Antarktika’nın her hangi bir ülkeye ait olmaması ve kendi iç hukuk sisteminin bulunmaması nedeniyle bu kıta üzerinde yaşanacak bir hukuk probleminin nasıl çözüleceğini antlaşmanın 8. maddesinde düzenlenmiştir. Bu madde ile bu kıtada yaşanacak bir hukuki sorunda her ülke kendi iç hukukunu işletecektir. Bununla birlikte iki ülke vatandaşları arasında yaşanacak bir hukuk sorununda tarafların bir araya gelerek sorunu çözmeleri önerilmiştir. (madde 8/2) Taraflar arasında sorunun çözülmemesi durumunda antlaşmanın 11. maddesi gereğince sorunun çözümü için Uluslararası Adalet Divanına gidilmesine olanak tanınmıştır.

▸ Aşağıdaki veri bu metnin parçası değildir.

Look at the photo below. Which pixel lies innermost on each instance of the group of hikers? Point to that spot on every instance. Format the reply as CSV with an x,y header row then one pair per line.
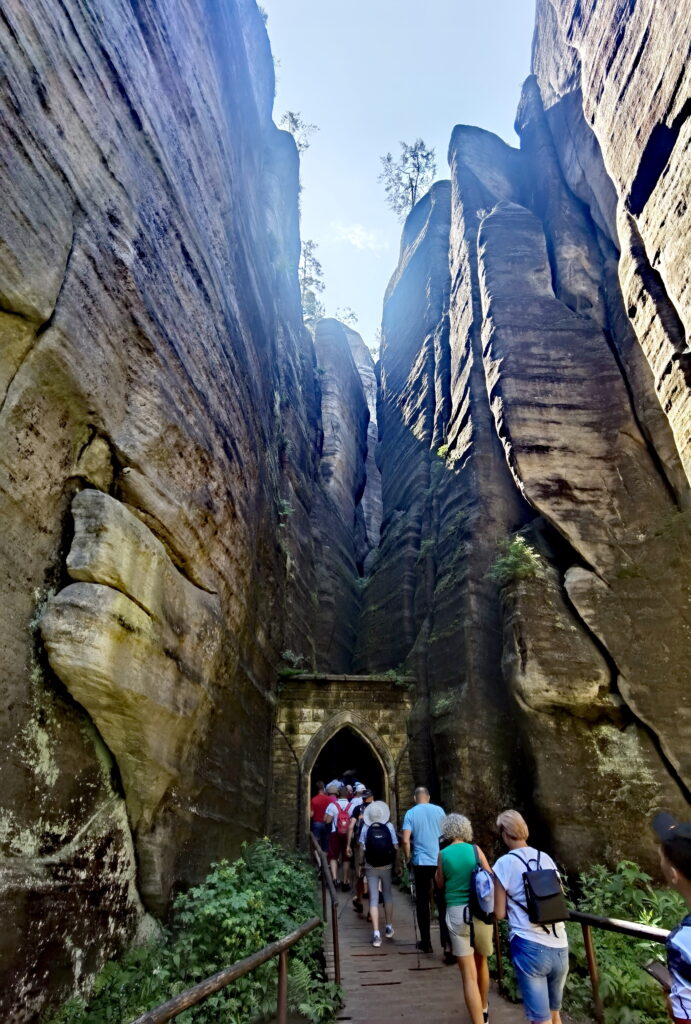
x,y
523,885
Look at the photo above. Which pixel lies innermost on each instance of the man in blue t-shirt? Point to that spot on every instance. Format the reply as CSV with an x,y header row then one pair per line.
x,y
422,826
675,840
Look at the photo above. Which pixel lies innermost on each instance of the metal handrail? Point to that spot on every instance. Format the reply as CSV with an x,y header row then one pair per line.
x,y
588,922
190,997
328,883
632,928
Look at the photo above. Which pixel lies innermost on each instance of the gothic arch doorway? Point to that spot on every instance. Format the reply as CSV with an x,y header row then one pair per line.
x,y
370,713
347,751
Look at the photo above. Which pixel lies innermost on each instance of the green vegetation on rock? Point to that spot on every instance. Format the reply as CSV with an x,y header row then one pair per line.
x,y
240,907
630,995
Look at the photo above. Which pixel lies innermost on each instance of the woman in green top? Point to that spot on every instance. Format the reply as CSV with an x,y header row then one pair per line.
x,y
455,867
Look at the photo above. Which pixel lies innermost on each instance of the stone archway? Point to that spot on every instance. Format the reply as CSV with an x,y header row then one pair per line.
x,y
311,710
330,729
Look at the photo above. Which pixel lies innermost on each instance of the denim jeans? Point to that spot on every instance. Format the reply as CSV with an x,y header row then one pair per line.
x,y
541,973
320,833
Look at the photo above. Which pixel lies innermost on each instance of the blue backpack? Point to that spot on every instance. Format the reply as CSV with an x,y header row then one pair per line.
x,y
481,896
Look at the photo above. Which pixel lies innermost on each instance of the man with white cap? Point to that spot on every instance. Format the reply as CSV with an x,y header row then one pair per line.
x,y
379,843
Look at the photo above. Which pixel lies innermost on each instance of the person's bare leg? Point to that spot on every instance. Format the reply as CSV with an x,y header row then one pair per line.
x,y
482,978
471,992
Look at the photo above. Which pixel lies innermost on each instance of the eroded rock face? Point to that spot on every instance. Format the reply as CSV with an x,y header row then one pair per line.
x,y
615,83
371,503
590,760
560,407
153,348
137,645
337,507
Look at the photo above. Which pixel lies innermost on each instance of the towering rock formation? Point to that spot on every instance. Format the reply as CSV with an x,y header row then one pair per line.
x,y
159,416
521,395
187,482
338,505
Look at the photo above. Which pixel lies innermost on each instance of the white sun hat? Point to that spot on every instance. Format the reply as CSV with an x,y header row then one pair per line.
x,y
377,812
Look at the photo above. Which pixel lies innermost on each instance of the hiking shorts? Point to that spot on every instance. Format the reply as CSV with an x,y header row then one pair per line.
x,y
463,943
375,876
338,846
541,973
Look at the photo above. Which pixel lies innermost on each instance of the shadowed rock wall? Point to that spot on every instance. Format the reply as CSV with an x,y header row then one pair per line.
x,y
159,415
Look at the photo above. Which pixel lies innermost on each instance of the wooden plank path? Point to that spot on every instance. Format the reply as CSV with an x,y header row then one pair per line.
x,y
394,982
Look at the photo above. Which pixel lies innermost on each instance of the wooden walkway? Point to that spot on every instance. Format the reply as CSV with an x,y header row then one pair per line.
x,y
395,982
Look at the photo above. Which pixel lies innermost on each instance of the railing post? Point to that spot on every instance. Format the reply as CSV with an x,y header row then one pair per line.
x,y
283,987
594,973
337,950
324,893
500,966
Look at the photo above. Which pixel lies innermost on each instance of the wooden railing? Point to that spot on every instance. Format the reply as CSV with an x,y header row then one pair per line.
x,y
190,997
589,922
328,885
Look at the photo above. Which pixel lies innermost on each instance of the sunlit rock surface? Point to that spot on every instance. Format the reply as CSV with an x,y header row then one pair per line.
x,y
153,348
553,410
188,491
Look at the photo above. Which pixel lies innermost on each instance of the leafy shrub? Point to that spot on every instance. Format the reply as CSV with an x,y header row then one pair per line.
x,y
516,560
240,907
630,995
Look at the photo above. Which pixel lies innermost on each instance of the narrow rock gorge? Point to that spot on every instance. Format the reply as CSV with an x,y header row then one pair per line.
x,y
199,493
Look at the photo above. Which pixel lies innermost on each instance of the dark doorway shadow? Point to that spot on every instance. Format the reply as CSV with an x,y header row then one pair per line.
x,y
348,751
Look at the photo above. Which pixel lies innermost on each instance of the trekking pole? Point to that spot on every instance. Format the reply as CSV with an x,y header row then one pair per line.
x,y
414,903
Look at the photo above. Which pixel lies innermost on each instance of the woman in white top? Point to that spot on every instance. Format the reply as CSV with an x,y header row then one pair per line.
x,y
540,954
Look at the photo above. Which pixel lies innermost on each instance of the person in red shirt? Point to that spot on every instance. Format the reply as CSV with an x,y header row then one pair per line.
x,y
317,808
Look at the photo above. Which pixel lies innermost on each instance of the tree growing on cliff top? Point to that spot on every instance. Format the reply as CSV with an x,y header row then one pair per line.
x,y
310,275
407,178
293,122
346,315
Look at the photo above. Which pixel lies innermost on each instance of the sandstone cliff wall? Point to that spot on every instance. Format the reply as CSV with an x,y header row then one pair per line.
x,y
159,416
532,393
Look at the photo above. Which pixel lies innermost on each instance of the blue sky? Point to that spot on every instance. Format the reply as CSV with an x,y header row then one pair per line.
x,y
371,73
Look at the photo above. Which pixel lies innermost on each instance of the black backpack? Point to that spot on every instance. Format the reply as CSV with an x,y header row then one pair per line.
x,y
545,901
379,846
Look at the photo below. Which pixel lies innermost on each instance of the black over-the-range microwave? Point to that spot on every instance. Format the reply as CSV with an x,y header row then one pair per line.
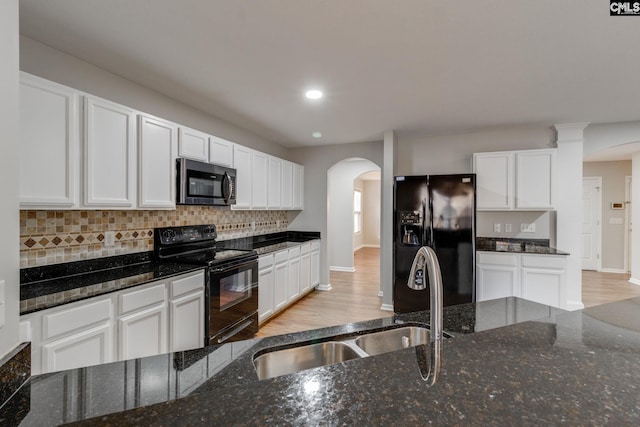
x,y
200,183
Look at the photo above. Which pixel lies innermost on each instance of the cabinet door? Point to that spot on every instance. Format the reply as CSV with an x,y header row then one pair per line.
x,y
286,185
274,195
49,135
315,264
193,144
259,186
220,151
90,347
109,154
265,292
244,177
494,180
143,333
157,163
298,187
535,173
186,316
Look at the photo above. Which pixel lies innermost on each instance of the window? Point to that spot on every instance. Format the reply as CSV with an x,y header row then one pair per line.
x,y
357,211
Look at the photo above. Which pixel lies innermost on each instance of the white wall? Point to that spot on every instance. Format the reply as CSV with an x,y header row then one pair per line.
x,y
46,62
341,183
317,161
613,187
9,155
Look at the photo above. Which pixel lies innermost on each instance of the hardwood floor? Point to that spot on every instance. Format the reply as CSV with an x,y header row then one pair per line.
x,y
600,288
353,298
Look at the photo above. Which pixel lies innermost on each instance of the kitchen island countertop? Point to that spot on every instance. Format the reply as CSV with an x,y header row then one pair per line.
x,y
565,367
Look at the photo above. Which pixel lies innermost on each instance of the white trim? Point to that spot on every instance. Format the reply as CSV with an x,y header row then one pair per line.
x,y
345,269
634,281
613,270
386,307
326,287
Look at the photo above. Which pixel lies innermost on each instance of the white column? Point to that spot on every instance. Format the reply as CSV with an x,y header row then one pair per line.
x,y
635,219
386,220
568,202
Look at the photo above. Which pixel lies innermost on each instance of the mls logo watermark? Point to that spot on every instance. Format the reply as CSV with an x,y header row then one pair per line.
x,y
624,8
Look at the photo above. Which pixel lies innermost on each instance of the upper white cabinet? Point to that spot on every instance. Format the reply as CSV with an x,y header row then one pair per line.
x,y
109,154
156,163
274,195
515,180
49,132
220,151
193,144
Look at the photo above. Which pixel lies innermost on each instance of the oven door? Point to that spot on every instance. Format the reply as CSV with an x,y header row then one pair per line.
x,y
233,301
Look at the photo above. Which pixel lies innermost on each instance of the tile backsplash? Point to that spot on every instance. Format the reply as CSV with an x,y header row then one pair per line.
x,y
53,237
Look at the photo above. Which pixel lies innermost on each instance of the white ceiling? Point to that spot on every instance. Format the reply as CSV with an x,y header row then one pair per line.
x,y
415,66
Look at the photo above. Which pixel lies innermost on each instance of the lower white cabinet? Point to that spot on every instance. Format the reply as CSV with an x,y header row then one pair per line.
x,y
539,278
285,277
141,321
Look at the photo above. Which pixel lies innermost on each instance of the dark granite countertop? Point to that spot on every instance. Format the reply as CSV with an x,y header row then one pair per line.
x,y
526,246
524,364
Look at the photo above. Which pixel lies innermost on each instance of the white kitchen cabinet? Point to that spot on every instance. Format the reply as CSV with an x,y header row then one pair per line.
x,y
298,187
515,180
281,272
260,180
193,144
49,145
498,275
305,268
535,175
286,185
220,151
274,192
186,313
157,153
244,178
294,274
265,287
315,263
109,154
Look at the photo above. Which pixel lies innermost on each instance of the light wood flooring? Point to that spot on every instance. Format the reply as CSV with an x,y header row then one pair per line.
x,y
354,297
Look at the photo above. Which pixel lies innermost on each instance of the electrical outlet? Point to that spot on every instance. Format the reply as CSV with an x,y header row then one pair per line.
x,y
109,239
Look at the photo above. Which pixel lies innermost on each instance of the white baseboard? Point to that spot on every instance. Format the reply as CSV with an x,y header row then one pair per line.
x,y
345,269
326,287
613,270
386,307
634,281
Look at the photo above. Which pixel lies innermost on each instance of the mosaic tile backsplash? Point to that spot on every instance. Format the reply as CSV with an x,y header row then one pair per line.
x,y
53,237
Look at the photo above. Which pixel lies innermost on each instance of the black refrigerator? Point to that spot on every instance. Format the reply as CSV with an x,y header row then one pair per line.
x,y
436,211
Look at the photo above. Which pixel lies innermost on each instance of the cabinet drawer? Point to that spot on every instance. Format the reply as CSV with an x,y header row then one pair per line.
x,y
75,318
498,259
142,298
543,261
187,284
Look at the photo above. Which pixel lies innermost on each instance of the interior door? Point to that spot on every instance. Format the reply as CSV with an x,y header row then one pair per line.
x,y
591,223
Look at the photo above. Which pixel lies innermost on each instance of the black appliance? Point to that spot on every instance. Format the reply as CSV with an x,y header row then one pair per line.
x,y
231,292
436,211
200,183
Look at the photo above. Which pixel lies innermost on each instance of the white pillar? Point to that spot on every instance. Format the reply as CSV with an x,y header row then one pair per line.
x,y
386,220
635,219
568,202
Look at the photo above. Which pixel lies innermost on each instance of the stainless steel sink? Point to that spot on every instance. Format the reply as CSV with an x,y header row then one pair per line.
x,y
282,362
392,340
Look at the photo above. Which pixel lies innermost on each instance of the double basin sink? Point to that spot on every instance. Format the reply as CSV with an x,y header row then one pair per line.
x,y
276,361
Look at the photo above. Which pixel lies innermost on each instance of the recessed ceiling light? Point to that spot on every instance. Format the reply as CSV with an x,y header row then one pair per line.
x,y
314,94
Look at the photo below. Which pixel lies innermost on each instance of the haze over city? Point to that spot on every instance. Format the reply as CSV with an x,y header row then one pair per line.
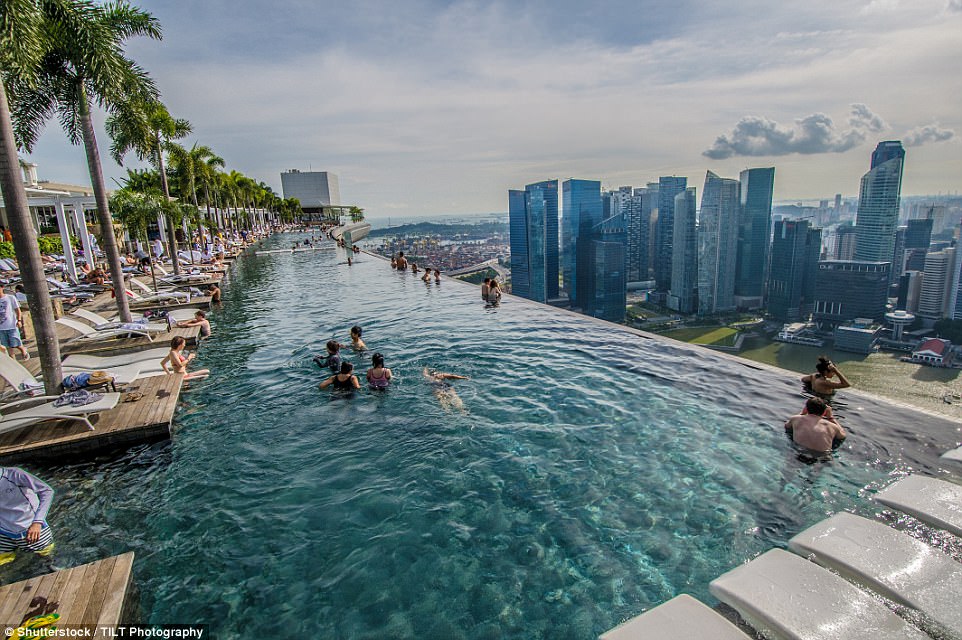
x,y
440,107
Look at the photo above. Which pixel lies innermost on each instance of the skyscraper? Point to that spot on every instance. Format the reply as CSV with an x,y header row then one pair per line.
x,y
754,230
668,188
717,244
580,213
533,225
683,294
878,204
794,265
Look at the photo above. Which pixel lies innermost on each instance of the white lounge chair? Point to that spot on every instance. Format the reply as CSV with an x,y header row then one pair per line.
x,y
682,617
784,596
90,334
19,379
101,323
891,563
89,362
47,411
935,502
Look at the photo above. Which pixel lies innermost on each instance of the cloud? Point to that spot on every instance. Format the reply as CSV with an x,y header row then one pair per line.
x,y
817,133
929,133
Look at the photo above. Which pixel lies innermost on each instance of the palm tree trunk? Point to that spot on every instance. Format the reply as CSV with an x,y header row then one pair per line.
x,y
28,253
103,211
171,238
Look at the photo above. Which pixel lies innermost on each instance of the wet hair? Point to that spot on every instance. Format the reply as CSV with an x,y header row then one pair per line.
x,y
816,406
822,365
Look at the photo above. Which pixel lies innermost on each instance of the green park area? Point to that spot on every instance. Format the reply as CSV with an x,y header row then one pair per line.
x,y
717,336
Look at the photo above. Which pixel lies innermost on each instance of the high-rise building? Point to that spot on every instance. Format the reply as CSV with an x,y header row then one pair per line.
x,y
717,244
580,213
794,266
668,188
878,204
850,289
533,225
754,231
314,189
845,242
937,284
683,294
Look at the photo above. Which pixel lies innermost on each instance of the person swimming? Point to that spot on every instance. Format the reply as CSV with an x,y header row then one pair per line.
x,y
343,381
821,381
378,376
443,391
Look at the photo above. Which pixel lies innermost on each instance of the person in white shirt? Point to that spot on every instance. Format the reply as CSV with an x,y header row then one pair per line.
x,y
11,319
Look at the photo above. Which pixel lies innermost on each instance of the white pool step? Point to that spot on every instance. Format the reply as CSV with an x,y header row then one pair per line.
x,y
933,501
787,597
682,617
891,563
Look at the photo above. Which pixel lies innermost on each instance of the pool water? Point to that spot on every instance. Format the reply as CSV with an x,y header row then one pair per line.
x,y
592,474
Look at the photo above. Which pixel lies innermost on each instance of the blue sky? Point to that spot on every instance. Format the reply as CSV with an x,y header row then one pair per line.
x,y
440,107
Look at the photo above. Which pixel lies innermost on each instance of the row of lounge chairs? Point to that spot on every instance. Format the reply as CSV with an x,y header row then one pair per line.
x,y
792,596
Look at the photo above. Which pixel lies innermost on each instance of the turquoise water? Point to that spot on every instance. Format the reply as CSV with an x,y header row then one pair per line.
x,y
593,473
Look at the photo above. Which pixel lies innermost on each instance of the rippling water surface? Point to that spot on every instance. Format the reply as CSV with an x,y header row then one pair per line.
x,y
593,473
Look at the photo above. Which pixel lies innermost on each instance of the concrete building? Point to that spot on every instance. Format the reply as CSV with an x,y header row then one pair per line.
x,y
314,189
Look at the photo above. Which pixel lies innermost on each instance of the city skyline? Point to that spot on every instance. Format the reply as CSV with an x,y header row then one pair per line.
x,y
427,108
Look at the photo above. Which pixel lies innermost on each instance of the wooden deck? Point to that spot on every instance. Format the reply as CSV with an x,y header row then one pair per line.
x,y
128,424
89,596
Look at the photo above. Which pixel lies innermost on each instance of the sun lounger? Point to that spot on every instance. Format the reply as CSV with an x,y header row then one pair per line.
x,y
784,596
935,502
94,363
682,617
20,381
893,564
47,411
100,323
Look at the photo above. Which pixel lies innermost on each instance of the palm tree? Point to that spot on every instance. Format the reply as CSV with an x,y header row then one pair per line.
x,y
21,49
147,128
85,63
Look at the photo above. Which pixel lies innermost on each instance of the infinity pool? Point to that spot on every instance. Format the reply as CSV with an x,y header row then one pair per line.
x,y
593,473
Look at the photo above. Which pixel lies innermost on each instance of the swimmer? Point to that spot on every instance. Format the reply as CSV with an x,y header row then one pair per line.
x,y
443,391
378,376
356,341
821,381
344,381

Sonuç olarak Dünya üzerindeki toprakların %10’nu oluşturan ve zengin kaynaklara sahip olan bir kıtanın birkaç devlet tarafından ele geçirilmesine karşı çıkan BM’nin çalışmaları sonucu hazırlanan ve görece kısa bir metin olan Antarktika Antlaşması kıtanın kaderinin belirlenmesi için yeterli olmamıştır. Zira kıta Dünyanın ekolojik devamlılığı içinde büyük bir önem arz etmekte bu nedenle bu kıtanın geleceği tüm insanlığı ilgilendirmektedir. Bu nedenle kıta ile ilgili hukuki boşlukların giderilmesi için bu antlaşmanın devamı olan sözleşmeler imzalanmıştır.

-------------------------------

[1] http://www.bilimgenc.tubitak.gov.tr/makale/guney-kutbu-yarisi-i-roald-amundsenin-oykusu

[2] http://www.mfa.gov.tr/antarktika-antlasmasi.tr.mfa

[3] Başlar Kemal, Antarktika Antlaşmalar Sistemi (1961-2001): 40 Yılın Ardından Antarktika'nın Hukuki Rejimi,AÜHFD, Cilt 52, Sayı 2, 2003, s.79.

[4] Coşkun Altıner Sümeyra, Ankara Hacı Bayram Veli Üniversitesi Hukuk Fakültesi Dergisi C. XXII, S.3, 2018, s.115

[5] http://www.mfa.gov.tr/antarktika-antlasmasi.tr.mfa

[6] Ilgın Sezer, Antartika’nın Hukuki Statüsüne Genel Bakış, Antarktika’da Türk Araştırma Üssü Kurulması 2. Çalıştayı 17 Haziran 2013, İTÜ, İstanbul, s.42.